Chroniques

par laurent bergnach

Falstaff
opéra de Giuseppe Verdi

Opéra Éclaté / Théâtre de Montrouge
- 10 mars 2006
Olivier Desbordes met en scène Falstaff (Verdi), reprit au Théâtre de Montrouge
© opéra éclaté

Structure conçue pour faire connaître les productions du Festival de Saint-Céré, chapeautée depuis ses débuts par le metteur en scène Olivier Desbordes, Opéra Éclaté fête ses vingt ans d'existence cette saison-ci. Tout d'abord sagement limitée en Midi-Pyrénées, l'équipe artistique a ensuite touché un public de plus en plus nombreux, de plus en plus éloigné sur d’autres régions, remplissant ainsi sa mission : diffuser des spectacles de formes variables permettant (comme le font par ailleurs l'Arcal, l'ensemble Justiniana et la Péniche Opéra, le plus souvent hors du circuit des salles à abonnement) d'ouvrir à tout un chacun le répertoire de l'opéra. Entre une soirée à Quimper et une autre à Dreux, le passage d'Opéra Éclaté par Montrouge est l'occasion de découvrir son dernier spectacle dans un théâtre aux fauteuils hors d'âge, qui rappelle les salles des fêtes de notre enfance. Sur scène, des tables accolées servent de lieu de ripailles autant que de tréteaux où nos solistes, habillés avec soin par Patrice Gouron, iront planter épouvantail, branchages ou cordes à linges. Très vite, malheureusement, on comprend que les grivoiseries récurrentes sont les seules pistes envisagées par une production peu inspirée.

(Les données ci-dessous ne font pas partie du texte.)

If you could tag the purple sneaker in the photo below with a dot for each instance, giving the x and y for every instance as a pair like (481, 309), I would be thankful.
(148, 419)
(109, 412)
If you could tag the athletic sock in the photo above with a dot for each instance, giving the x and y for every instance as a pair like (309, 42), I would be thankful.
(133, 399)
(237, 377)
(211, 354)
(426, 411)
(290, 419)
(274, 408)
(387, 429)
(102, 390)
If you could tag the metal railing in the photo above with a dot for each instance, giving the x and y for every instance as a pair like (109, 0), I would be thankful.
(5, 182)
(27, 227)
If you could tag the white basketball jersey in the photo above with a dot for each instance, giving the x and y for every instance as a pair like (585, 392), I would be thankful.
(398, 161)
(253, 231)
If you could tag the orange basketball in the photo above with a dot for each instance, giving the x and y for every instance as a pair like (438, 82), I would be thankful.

Dernier opéra de Verdi, Falstaff fut représenté pour la première fois à Milan le 9 février 1893. Le livret d'Arrigo Boito s'inspire de deux pièces de Shakespeare : The Merry Wives of Windsor et Henry IV. Si cette farce fut écrite, semble-t-il, sans intention de la faire jouer, Desbordes rappelle l'attachement qu'y témoigna son auteur, puisque différentes versions orchestrales en ont été composées, « pour pouvoir s'adapter aux lieux qu'il rencontrait, jouer à tout prix, in extremis... ». Ce qui explique la version française de Boito fréquentée ce soir, ainsi que cette partition révisée pour l'Opéra Comique en avril 1894 et dirigée alors par le maestro lui-même. À la tête des vingt-cinq musiciens de l'Orchestre Opéra Éclaté, Dominique Trottein livre une belle prestation, toute en clarté, relief et nuance.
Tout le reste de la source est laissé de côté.